実際に私も最近、BCI試験中に通信ラインへ注入された強力なノイズがトランシーバーICを直撃し、通信エラーでフリーズしてしまうというNGを経験しました。ノイズは容赦なく「線の入り口」から急所へと向かっていくのです。

まとめ:「RIで落ちたらシールド」から卒業しよう

まとめ


✅ 空間から来る電波(RI)も、結局はケーブルや基板パターンが受信して「線」を伝ってくる
✅ 伝導イミュニティ(BCI)は、低い周波数の電波を浴びた状態のシミュレーション
✅ 「RIで落ちたからシールドで囲む」当てずっぽうの対策からは卒業する

ノイズがどこで電波から電流に化け、どの道をたどってICを直撃しているのか。そのメカニズムをイメージできるエンジニアこそが、最強のノイズ対策を生み出せるのです。

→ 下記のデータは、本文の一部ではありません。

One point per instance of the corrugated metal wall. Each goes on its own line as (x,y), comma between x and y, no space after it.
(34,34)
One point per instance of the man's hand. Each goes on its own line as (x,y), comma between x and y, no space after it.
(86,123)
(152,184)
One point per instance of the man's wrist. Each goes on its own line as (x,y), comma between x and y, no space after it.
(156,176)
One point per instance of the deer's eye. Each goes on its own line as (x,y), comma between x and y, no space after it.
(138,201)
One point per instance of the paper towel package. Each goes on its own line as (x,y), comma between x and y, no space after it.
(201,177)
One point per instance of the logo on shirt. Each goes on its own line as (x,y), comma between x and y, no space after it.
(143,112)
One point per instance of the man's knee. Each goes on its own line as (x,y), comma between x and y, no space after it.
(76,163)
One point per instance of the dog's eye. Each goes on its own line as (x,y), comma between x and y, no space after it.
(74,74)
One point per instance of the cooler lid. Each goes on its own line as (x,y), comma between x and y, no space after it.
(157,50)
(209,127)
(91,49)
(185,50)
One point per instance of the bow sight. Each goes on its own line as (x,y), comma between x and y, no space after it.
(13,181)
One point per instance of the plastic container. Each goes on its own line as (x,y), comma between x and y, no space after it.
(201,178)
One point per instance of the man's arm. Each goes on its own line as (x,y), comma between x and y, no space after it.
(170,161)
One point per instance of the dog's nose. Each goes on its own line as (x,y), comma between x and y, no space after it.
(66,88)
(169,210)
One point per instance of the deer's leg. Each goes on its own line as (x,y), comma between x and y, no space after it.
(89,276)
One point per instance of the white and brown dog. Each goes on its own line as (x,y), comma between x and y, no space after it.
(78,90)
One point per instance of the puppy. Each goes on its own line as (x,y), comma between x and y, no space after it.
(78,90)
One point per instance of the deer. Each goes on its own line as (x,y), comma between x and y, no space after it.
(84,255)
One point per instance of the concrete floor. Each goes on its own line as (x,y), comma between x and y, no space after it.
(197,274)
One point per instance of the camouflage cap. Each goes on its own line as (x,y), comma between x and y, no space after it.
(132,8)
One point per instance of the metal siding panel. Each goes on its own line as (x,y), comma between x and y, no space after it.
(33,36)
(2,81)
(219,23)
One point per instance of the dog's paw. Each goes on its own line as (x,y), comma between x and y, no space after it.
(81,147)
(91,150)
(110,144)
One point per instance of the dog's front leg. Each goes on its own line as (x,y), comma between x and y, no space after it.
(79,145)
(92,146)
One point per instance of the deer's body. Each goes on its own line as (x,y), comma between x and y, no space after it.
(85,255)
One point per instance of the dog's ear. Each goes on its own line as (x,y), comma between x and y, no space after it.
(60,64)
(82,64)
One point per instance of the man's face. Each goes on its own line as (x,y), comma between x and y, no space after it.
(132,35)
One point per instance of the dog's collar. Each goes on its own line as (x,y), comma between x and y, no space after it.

実はイミュニティの世界には、今回の話とは全く別の物理現象が2つあります。「携帯機を数センチまで近づけた途端に一発でNGになる近傍界の話」と「EVの普及で急増している磁界イミュニティの話」です。次回はこの2つの「別物の試験」について解説します。

レントン
レントン

イミュニティで誤作動すると、つい「電波がICを直撃した!」って焦って基板を金属で覆いたくなるよね。でも、ノイズは必ず「アンテナになった線」を通って侵入してくるんだ。見当違いなシールドで製品を重くする前に、まずはコネクタ付近の「関所」をしっかり守ることから始めよう!